Erm… Oops?

So I managed to space two weeks running. Lately what passes for my brain has apparently gone into hiding on a tropical island somewhere and is making nice with the fancy drinks with little umbrellas in them and enjoying the scenery. The bitch probably has pool boys included in said scenery, too.

So, my apologies. I did not intend to space out and completely forget to post. Nor did I intend to find myself so brain-dead after work that I’m basically rambling on screen. The assorted joys of my medical issues don’t help, but it’s not like I’m not familiar with them. Then I find out that a friend/acquaintance lost the fight with cancer last week – I’m not sure if she’d made her 40s or not, but she was about that much younger than me. Way the hell too young to be hit by something like that.

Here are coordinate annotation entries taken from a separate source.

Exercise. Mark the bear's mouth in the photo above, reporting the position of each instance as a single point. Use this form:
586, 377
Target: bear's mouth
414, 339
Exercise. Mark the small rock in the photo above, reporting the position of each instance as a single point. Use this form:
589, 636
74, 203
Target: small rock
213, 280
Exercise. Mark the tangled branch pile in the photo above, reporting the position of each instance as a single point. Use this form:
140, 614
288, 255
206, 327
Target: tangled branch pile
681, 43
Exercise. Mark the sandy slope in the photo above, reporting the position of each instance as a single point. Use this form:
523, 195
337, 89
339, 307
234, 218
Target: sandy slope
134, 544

It’s something I’m seeing more as I get older: the awareness that I don’t have unlimited time to do things. That sooner or later it all stops. And yet, inside I don’t really feel any older than I did in my twenties. Or thirties. Or forties. I will admit to being thankful the angsty teen years are long gone, though. I could do without a repeat of those – hell, once was more than enough.

Small wonder that ways to live longer or just plain not die show up all over the place in fantasy and science fiction: I don’t think any of us really wants to find out what happens when living stops. Heck, it’s a challenge to find people who are prepared to acknowledge that time changes us. I might feel much the same as I used to on the inside, but I’m well aware that on the outside a lot of things are way different including wobbly balance and a decided caution when descending stairs compared to the way I used to go flying down the things.

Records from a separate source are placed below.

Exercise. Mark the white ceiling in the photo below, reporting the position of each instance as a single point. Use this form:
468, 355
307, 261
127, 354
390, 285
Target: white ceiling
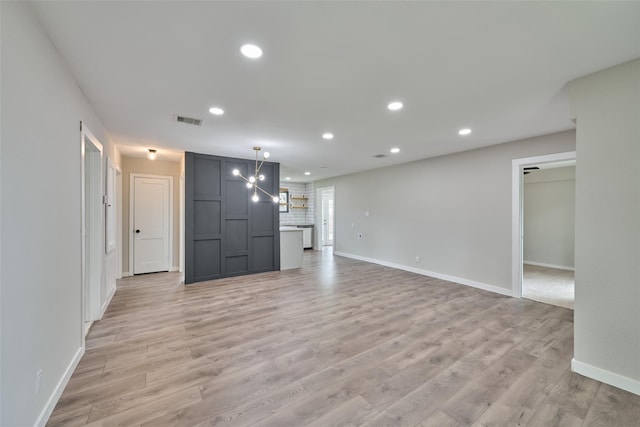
499, 68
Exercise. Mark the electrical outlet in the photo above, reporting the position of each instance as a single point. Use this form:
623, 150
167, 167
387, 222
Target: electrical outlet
38, 381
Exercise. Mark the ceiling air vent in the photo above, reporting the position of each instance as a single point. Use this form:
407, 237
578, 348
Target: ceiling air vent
188, 120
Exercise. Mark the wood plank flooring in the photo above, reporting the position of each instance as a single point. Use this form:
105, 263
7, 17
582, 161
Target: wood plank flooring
337, 343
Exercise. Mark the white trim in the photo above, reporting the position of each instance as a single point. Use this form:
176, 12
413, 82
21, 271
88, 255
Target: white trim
132, 178
90, 296
57, 391
607, 377
119, 206
517, 166
459, 280
543, 264
181, 224
107, 301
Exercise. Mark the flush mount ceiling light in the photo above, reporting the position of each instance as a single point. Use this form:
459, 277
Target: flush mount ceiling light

I’m not even sure that living longer is necessarily a good thing. Can you imagine an eternity of “Mum, I’m bored“? I can, and it’s not a nice thought. As for dramatically extending old age, well, that’s not particularly enjoyable either. Right now a healthy fifty-year-old might be more or less equivalent to a healthy forty-ish of the 1900s, but usually but that 40-ish person would probably have another 20-25 years, the last five or so with everything falling apart. Today’s 50-something could easily manage another 40 plus years, with everything falling apart on them for the last 20. There are some ways the shorter lifespan is kinder.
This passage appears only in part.